Living Your Best Life North of Forty and Fifty Plus

Make the most of your second act, your way

One of the best things about being a north of forty-plus woman, is still having choices when it comes to the second act of our lives. If you’re a woman who doesn’t have dreams of being an entrepreneur, but you’re not ready for a rocking chair, there are still many options that are just as fulfilling.

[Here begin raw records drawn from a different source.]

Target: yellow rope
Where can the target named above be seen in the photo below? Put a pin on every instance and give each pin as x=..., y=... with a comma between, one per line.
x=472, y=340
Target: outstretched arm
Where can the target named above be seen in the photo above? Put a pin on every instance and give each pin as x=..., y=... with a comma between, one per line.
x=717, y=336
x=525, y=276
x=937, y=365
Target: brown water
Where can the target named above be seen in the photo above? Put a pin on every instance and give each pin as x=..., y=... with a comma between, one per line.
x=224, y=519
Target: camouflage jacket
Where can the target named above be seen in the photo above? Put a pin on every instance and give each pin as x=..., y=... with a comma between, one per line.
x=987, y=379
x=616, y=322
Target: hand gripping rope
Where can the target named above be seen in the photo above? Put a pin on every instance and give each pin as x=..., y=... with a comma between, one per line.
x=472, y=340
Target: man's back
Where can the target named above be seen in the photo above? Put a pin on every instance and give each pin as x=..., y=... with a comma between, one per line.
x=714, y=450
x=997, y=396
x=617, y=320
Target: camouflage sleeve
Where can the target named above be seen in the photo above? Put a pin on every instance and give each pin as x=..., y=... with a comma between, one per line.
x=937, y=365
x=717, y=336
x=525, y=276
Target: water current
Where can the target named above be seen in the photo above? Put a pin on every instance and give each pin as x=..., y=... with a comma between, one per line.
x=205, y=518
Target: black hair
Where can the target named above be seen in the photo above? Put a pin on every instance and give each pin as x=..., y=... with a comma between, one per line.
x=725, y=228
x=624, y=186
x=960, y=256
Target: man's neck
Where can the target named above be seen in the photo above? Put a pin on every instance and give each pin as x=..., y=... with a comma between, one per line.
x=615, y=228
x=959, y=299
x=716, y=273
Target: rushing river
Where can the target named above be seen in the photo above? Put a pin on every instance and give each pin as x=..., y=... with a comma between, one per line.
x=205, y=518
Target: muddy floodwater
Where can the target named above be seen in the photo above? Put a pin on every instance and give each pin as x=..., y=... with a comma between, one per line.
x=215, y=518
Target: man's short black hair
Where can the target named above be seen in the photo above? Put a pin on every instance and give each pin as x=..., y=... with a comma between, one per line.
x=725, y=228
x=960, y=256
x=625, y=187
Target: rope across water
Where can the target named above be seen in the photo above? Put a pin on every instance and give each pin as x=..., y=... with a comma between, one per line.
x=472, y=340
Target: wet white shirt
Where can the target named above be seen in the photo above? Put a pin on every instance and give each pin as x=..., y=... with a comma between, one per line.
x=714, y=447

If you’ve worked in a traditionally male-dominated field, such as engineering, architecture, telecommunications, and internet technology development, to name a few, you can begin mentoring young women who have an interest in these fields. You can help them learn how to navigate their careers from an educational standpoint to real-life advice on how to deal with working in a mostly male workplace. Moreover, mentorship isn’t limited to careers, if you are a part of the LGBTQ community or an ally, you can assist young people who may be struggling with their sexual or gender identity. Helping them come to terms with their reality and helping them find the right words to share this news with their families can be a godsend. You can tutor them through high school, help prep for the SATs, and advise them when it’s time to go to college or a trade school. Moreover, if you have a background in karate, judo, or boxing you can teach self-defense and life skills to be safe. Members of the LGBTQ community are often at a greater risk for violence, knowing how to defend themselves in a smart and effective way can be the difference between getting hurt or worse.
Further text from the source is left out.